Olly Robbins gave MPs a textbook performance of civil service sophistry this week, proving that Yes Minister wasn't just a satire - it was a training manual. Keir Starmer, in a move that would make Sir Humphrey proud, fired Robbins as the Foreign Office's permanent secretary after failing to inform him that Peter Mandelson didn't pass his vetting for US ambassador. But Robbins, before the foreign affairs select committee, deployed the kind of linguistic gymnastics that would have made Margaret Thatcher's favourite show blush: "I was told - let me be completely precise - that UKSV were leaning towards recommending against, but accepted it was a borderline case." Cabinet ministers emerged scratching their heads, questioning the PM's judgment.
Former Conservative prisons minister Ann Widdecombe, watching from the sidelines like a seasoned drama critic, saw the parallels with her own Michael Howard-era dust-up. In 1997, Jeremy Paxman famously asked Howard the same question 12 times on Newsnight: "Did you threaten to overrule him?" The "him" was Derek Lewis, the prison service boss, and the whole affair ended with Widdecombe accusing Howard of having "something of the night" about him. Howard's supporters retaliated by claiming Lewis had "wooed" Widdecombe with flowers and chocolates - which she denied with characteristic flair: "He hadn't sent me a petal - and because of my girth no friend would buy me flowers." Widdecombe's warning for Starmer: senior civil servants know where the bodies are buried, the public hates scapegoating, and sacking them invites scrutiny that rarely ends well.

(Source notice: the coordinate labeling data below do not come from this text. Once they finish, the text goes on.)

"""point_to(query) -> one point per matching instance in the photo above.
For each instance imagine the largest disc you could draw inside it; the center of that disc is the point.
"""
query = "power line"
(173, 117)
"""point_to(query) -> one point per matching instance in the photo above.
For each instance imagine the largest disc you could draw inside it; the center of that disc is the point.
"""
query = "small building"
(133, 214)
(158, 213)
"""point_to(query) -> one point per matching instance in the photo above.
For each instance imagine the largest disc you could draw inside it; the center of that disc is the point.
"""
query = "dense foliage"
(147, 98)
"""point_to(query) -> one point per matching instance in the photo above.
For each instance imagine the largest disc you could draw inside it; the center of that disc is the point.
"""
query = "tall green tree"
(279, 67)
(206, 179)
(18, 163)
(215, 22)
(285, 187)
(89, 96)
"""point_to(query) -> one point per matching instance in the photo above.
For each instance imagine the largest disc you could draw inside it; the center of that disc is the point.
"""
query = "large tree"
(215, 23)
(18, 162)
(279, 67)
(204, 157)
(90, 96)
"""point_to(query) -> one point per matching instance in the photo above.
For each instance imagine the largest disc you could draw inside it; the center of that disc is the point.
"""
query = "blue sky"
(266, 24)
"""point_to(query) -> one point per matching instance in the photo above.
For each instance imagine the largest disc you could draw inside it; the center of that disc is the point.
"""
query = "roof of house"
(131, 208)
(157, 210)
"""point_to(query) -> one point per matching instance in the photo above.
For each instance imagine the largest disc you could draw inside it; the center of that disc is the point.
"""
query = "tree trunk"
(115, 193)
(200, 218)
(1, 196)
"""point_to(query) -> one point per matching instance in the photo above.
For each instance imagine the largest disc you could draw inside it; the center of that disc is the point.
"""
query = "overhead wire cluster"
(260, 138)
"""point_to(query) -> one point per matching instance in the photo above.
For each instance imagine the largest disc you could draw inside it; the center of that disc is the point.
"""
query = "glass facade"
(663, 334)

The Blair years offered their own cautionary tales. Martin Sixsmith got a £250,000 payout (about £500,000 today) after the transport secretary Stephen Byers announced his resignation when he hadn't actually resigned. And then there was David Kelly, the government scientist whose identity was confirmed by the Ministry of Defence after a BBC report about "sexed up" Iraq intelligence. After a gruelling committee appearance where an MP accused him of being "chaff" and a "fall guy," Kelly killed himself two days later. Former committee chair Donald Anderson noted the MP had "chaff" on the brain from a recent Iraq trip - "It wasn't meant to demean David Kelly" - but the damage was done.

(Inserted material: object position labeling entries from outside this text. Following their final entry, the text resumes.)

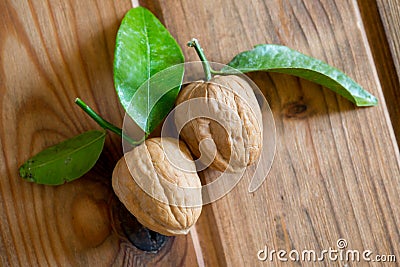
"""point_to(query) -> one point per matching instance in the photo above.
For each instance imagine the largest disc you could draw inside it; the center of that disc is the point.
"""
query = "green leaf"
(143, 48)
(65, 161)
(277, 58)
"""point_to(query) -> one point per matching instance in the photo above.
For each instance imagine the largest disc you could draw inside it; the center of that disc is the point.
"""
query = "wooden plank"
(383, 45)
(51, 52)
(390, 14)
(336, 170)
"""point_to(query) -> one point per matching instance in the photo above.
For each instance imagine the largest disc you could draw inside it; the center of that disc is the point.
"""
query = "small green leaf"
(65, 161)
(277, 58)
(143, 48)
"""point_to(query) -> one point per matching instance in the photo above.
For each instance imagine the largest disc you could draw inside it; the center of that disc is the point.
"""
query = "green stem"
(105, 124)
(206, 65)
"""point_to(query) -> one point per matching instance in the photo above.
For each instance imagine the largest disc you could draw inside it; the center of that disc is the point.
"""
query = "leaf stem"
(105, 124)
(206, 65)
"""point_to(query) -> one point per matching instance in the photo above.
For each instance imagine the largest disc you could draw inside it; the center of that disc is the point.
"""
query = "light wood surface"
(52, 52)
(336, 170)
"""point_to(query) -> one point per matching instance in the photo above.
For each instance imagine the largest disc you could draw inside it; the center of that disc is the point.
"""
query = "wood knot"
(297, 110)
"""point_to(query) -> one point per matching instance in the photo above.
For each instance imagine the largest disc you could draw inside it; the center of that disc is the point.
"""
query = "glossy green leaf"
(277, 58)
(143, 48)
(65, 161)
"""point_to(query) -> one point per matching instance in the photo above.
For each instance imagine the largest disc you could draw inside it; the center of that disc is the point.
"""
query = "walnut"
(146, 179)
(232, 121)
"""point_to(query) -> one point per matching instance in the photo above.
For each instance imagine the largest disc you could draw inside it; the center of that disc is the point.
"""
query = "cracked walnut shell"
(225, 111)
(158, 183)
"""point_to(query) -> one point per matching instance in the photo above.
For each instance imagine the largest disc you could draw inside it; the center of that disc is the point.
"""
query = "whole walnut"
(231, 119)
(146, 179)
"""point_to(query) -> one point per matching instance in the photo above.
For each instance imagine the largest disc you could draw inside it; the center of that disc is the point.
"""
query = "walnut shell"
(162, 208)
(234, 122)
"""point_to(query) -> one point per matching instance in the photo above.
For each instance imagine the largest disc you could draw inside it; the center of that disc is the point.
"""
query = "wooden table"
(336, 171)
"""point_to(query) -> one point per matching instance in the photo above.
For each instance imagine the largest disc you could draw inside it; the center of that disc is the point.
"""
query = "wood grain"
(336, 169)
(382, 43)
(52, 52)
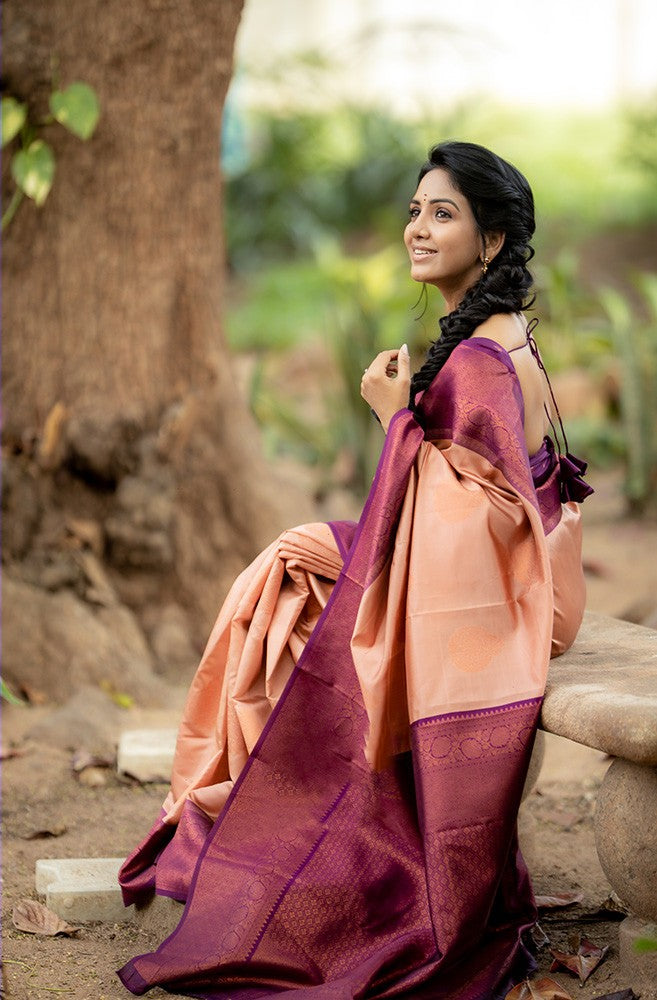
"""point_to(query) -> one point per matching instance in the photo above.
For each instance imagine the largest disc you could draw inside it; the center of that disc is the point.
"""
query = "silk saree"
(342, 815)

Ivan Rogers, who quit as UK's EU ambassador after his Brexit transition warning was leaked, says Starmer's eagerness to toss Robbins off a cliff should worry anyone who believes in an impartial civil service. The trend started with Blair wanting "true believers," Rogers argues, and Brexit put a bunsen burner under the politicisation. Philip Rutnam, the former Home Office permanent secretary who sued the government after being made the "target of a vicious and orchestrated campaign" by Priti Patel's aides, points to the media cycle as the culprit: "All of this mess could have been avoided in the Robbins case if only the original concern had been properly handled by No 10. Instead there was spiral after spiral - good for the media, but bad for everyone else involved."